In 2017 in an interview with TIME at E3 (the same one where he said PS4 had that 3-1 lead over XB1 in Europe), he said backwards compatibility was a feature that was not used a lot despite being requested often.
“When we’ve dabbled with backwards compatibility, I can say it is one of those features that is much requested, but not actually used much,” he said. “That, and I was at a Gran Turismo event recently where they had PS1, PS2, PS3 and PS4 games, and the PS1 and the PS2 games, they looked ancient, like why would anybody play this?”
While nothing’s been hinted in regards to BC for PS5, with the success of Microsoft’s BC program for Xbox and Xbox 360 games on Xbox One plus a recent discovery of a patent that shows backwards compatibility for PS1, PS2, PS3, and PS4 games, it’d be hard to not see some sort of BC for the system.
But the biggest comment that he could end up regret making is from the same E3 he gave the BC remarks at. In an interview with Eurogamer, Ryan not only defended Sony’s closed nature with cross-platform online play at a time when the first overtures were made towards crossplay with Minecraft, but did so with some weird remarks.

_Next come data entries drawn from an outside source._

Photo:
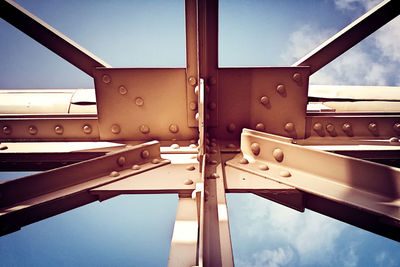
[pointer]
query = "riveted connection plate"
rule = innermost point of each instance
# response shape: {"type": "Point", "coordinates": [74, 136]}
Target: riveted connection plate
{"type": "Point", "coordinates": [266, 99]}
{"type": "Point", "coordinates": [142, 104]}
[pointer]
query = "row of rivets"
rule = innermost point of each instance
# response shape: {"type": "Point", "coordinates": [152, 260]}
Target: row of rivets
{"type": "Point", "coordinates": [58, 129]}
{"type": "Point", "coordinates": [348, 129]}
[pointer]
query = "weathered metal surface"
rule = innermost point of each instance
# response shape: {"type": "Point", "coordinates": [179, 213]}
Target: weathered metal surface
{"type": "Point", "coordinates": [142, 104]}
{"type": "Point", "coordinates": [36, 197]}
{"type": "Point", "coordinates": [39, 127]}
{"type": "Point", "coordinates": [350, 35]}
{"type": "Point", "coordinates": [50, 37]}
{"type": "Point", "coordinates": [349, 182]}
{"type": "Point", "coordinates": [272, 99]}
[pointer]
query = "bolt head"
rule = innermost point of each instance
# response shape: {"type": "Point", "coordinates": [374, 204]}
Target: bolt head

“We’ve got to be mindful of our responsibility to our install base,” he said. “Minecraft – the demographic playing that, you know as well as I do, it’s all ages but it’s also very young. We have a contract with the people who go online with us, that we look after them and they are within the PlayStation curated universe.
“Exposing what in many cases are children to external influences we have no ability to manage or look after, it’s something we have to think about very carefully.”
A year and a bit after those remarks, Sony opened the doors to crossplay in an ongoing beta. Only two games run across all platforms right now, Fortnite and Rocket League, with Apex Legends set to join at some point. The assumption is this beta would be ahead of a full rollout on PS5.
The onus is now on Sony to continue in its place now as the market leader with PlayStation 5, not only by avoiding a similar moment of hubris Layden referred to in his DICE keynote with the PS3, but also against renewed competition on the back of a Phil Spencer-led Microsoft that won’t be looking to make the mistakes it did at the start of the Xbox One era and a rejuvenated Nintendo that’s done wonders with the Switch. Considering his experience in turning around PS3’s fortunes and helping PS4’s continued success respectively in Europe, one can only imagine what potential success PS5 can be with him in charge.